Joey: I met the director this time and you'll never believe who it was.
Joey: All right. I'll give you one hint. Warren Beatty.
Joey: Can you believe that? Me, not a good kisser. That's like, like Mother Theresa, not a good mother.
Rachel: I cannot believe I have to walk down the aisle in front of 200 people looking like something you drink when you’re nauseous.
Ross: I don't see why we have to go to this thing anyway, it's your ex-fiancé’s wedding.
Rachel: Because I promised Mindy I would.
Monica: Yeah, well you promised Barry, you'd marry him.
Chandler: Well, I think you should seriously consider the marriage thing, give Rachel another chance to dress up like Princess Bubble Yum.
Phoebe: We were just wondering if Chandler's girlfriend is a girl.

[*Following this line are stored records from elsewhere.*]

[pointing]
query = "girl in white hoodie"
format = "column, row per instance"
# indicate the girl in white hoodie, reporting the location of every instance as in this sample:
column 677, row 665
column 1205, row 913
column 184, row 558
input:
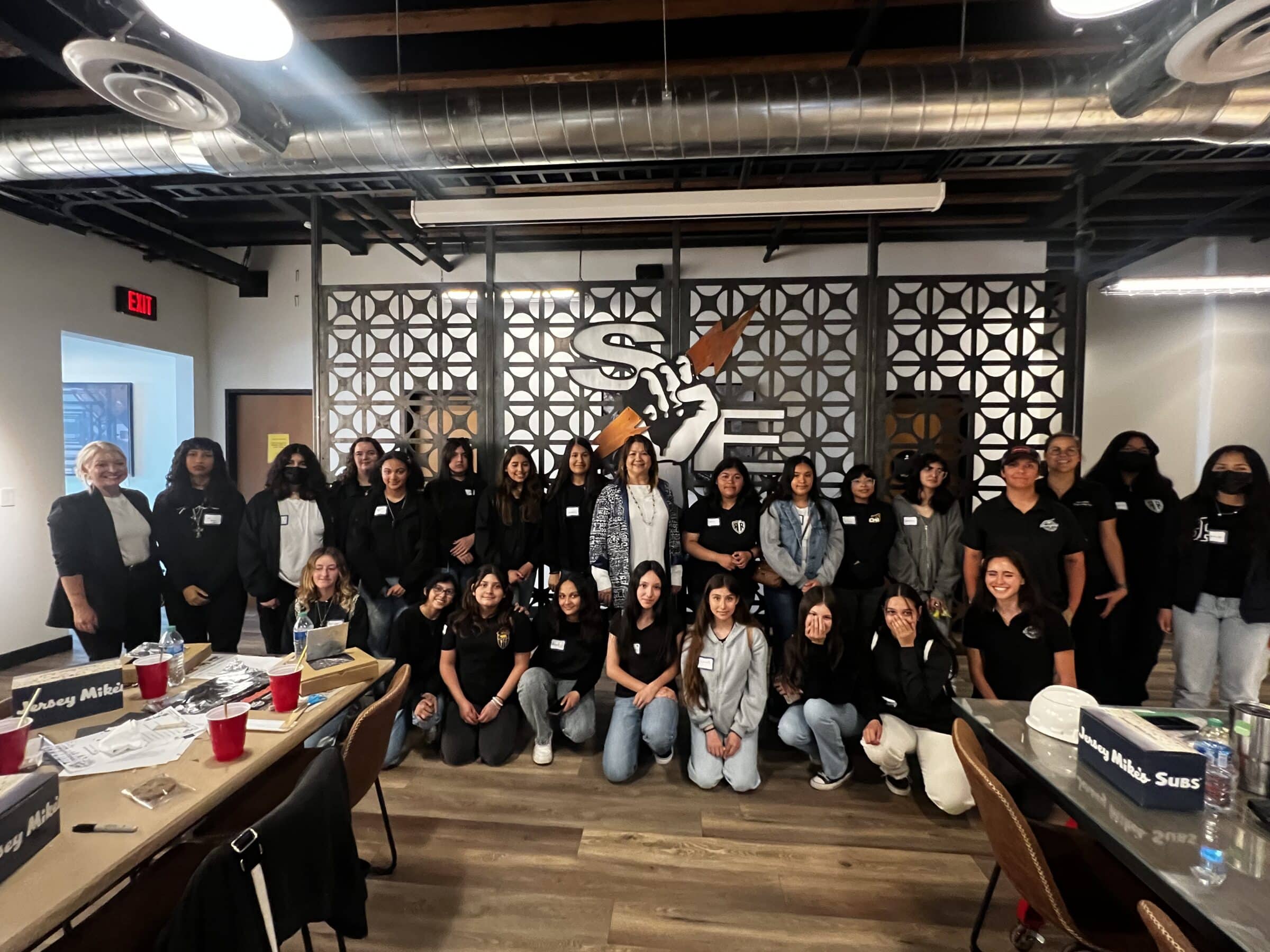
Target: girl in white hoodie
column 724, row 667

Joey: Oh, well. Just ask her how long she's gonna live. Women live longer than men.
Chandler: (pause) How do you not fall down more?
Phoebe: What if the husband person is the wrong guy and you are the right guy? You don't get chances like this all the time, if you don't meet her now, you're gonna be kicking yourself when your 80, which is hard to do, and that's how you break a hip.
Rachel: You, know what Barr, I'm not gonna leave. I probably should, but I'm not. See 'cause I promised myself I would make it through at least one of your weddings.
Phoebe: Chandler, you gotta stop staring at the door. It's like a watched pot, you know? If you keep looking at it then the door is to, never gonna boil.